Lost Password?

  #1 (permalink)  
Old 02-19-2008, 07:08 PM
bcoe bcoe is offline
Newbie
 
Join Date: Jan 2008
Posts: 4
Rep Power: 0
bcoe is on a distinguished road
Cool Programming a SAX-RSS Parser In 30 Minutes Flat

Originally on my Blog.
---------------------------

A DOM XML parser — the alternative to a SAX parser — has its place. It is used for storing a PLink Blog for instance, but for streamed content on your website (like RSS) SAX is the way to go.

I can think of two important reasons as to why this is, right off the bat:

* A SAX parse can be stopped midway, so when someone attempts to stream in a 50mb changes.xml file to your site, you can throw an exception and stop the world from caving in.
* SAX is arguably a lot easier to get a handle of than DOM.

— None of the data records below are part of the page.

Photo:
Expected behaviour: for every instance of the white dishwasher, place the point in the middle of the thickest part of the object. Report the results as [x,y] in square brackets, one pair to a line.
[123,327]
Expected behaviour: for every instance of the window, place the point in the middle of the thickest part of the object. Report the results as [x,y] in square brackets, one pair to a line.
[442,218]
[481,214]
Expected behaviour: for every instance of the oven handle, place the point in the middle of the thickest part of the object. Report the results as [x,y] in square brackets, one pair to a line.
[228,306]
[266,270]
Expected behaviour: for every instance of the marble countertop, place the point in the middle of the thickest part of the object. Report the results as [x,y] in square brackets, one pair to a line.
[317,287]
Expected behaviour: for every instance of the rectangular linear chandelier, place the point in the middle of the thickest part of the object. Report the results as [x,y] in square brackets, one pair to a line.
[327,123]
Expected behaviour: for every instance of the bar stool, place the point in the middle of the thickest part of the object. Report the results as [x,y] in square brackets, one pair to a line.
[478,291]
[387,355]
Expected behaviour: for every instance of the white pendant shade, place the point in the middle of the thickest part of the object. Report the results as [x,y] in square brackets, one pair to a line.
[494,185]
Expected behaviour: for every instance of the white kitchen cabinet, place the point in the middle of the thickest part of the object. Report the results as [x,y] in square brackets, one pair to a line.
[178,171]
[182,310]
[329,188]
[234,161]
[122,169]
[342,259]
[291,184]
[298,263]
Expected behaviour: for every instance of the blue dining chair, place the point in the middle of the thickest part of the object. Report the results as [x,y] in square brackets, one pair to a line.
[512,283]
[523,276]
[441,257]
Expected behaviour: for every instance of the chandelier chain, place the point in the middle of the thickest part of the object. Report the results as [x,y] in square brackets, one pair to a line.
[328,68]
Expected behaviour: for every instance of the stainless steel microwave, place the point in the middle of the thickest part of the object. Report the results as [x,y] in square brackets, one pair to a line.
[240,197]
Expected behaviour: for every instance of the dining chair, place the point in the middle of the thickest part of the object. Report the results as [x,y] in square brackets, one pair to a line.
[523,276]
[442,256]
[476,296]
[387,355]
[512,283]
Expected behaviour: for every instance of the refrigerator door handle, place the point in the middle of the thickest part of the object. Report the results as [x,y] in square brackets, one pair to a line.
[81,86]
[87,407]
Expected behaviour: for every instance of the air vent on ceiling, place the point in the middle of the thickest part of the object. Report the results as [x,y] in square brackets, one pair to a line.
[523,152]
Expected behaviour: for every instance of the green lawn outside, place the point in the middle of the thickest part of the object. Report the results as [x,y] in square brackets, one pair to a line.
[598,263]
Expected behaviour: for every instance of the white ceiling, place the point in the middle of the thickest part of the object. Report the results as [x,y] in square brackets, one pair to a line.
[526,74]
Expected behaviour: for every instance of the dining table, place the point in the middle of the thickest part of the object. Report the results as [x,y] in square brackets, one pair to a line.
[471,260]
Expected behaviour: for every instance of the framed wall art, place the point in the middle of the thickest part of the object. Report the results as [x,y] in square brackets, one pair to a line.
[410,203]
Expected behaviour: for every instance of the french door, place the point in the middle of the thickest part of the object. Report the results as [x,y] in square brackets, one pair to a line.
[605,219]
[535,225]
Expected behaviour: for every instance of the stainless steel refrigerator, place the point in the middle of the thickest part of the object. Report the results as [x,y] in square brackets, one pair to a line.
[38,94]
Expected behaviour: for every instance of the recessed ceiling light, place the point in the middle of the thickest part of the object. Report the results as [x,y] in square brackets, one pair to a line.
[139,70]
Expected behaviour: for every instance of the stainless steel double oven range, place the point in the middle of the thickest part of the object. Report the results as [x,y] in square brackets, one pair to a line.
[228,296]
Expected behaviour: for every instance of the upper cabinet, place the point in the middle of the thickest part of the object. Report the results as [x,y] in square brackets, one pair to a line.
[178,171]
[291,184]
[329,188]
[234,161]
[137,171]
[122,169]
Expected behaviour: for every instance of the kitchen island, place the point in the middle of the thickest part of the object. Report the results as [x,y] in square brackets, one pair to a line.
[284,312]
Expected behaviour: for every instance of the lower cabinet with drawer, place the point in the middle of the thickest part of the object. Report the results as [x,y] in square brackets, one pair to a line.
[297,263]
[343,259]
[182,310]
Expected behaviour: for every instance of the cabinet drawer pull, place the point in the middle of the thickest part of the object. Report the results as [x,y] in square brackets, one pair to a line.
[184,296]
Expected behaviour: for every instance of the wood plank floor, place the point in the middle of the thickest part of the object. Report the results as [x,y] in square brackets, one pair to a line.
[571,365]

SAX is an event-driven approach to XML parsing. This allows you to quickly make tailored code to load in your favorite RFC‘s. Below you’ll be presented with all the code you need to load RSS content, but this can easily be extended to other formats like Atom.

The Code
Java Code:
  1. RSSParser.java
  2.  
  3.  
  4. import java.io.*;
  5. import java.net.*;
  6. import org.xml.sax.*;
  7. import org.xml.sax.helpers.*;
  8. import java.util.*;
  9. public class RSSParser extends DefaultHandler
  10. {
  11.         //How many RSS news items should we load before stopping.
  12.     private int maximumResults=10;
  13.         /*How many elements should we allow before stopping the parse
  14.           this stops giant files from breaking the server.*/
  15.     private static final int MAX_ELEMENTS=500;
  16.         //Keep track of the current element count.     
  17.     private int ecount=0;
  18.         //Keep track of the current news item count.
  19.     private int rcount=0;
  20.     private String Url="";//Url to parse.
  21.         //String to store parsed data to.
  22.     private String output="<i>Error parsing RSS feed.</i>";
  23.         //Current string being parsed.
  24.     private String currentText="";
  25.         //Current RSS News Item.
  26.     private NewsItem NI=null;
  27.         //ArrayList of all current News Items.
  28.     private ArrayList News=new ArrayList();
  29.         //Has the RSS feed's description been set yet?
  30.         boolean dSet=false;
  31.  
  32.  
  33.     //Constructor.
  34.     public RSSParser(String Url,int maximumResults){
  35.         super();
  36.         this.Url=Url;
  37.         this.maximumResults=maximumResults;
  38.     }
  39.  
  40.  
  41.     /**
  42.     Returns an HTML representation of the news feed being
  43.         parsed.
  44.     */
  45.     public synchronized String parse(){
  46.         try{
  47.             XMLReader xr = XMLReaderFactory.createXMLReader();
  48.             xr.setContentHandler(this);
  49.             xr.setErrorHandler(this);
  50.             URL u=new URL(Url);
  51.             URLConnection UC=u.openConnection();
  52.                         /*If we don't set the user-agent property sites like
  53.                           Google won't let you access their feeds.*/
  54.             UC.setRequestProperty ( "User-agent", "www.plink-search.com");
  55.             InputStreamReader r = new InputStreamReader(UC.getInputStream());
  56.             xr.parse(new InputSource(r));   
  57.         }catch(Exception e){
  58.         }
  59.                 //Output all the parsed news items as HTML.
  60.         for(int i=0;i<News.size();i++){
  61.             output+="<div class=\"search"+(i%2)+"\">";
  62.             output+=((NewsItem)News.get(i)).toString();
  63.             output+="</div>";
  64.         }
  65.         return(output);
  66.     }
  67.  
  68.  
  69.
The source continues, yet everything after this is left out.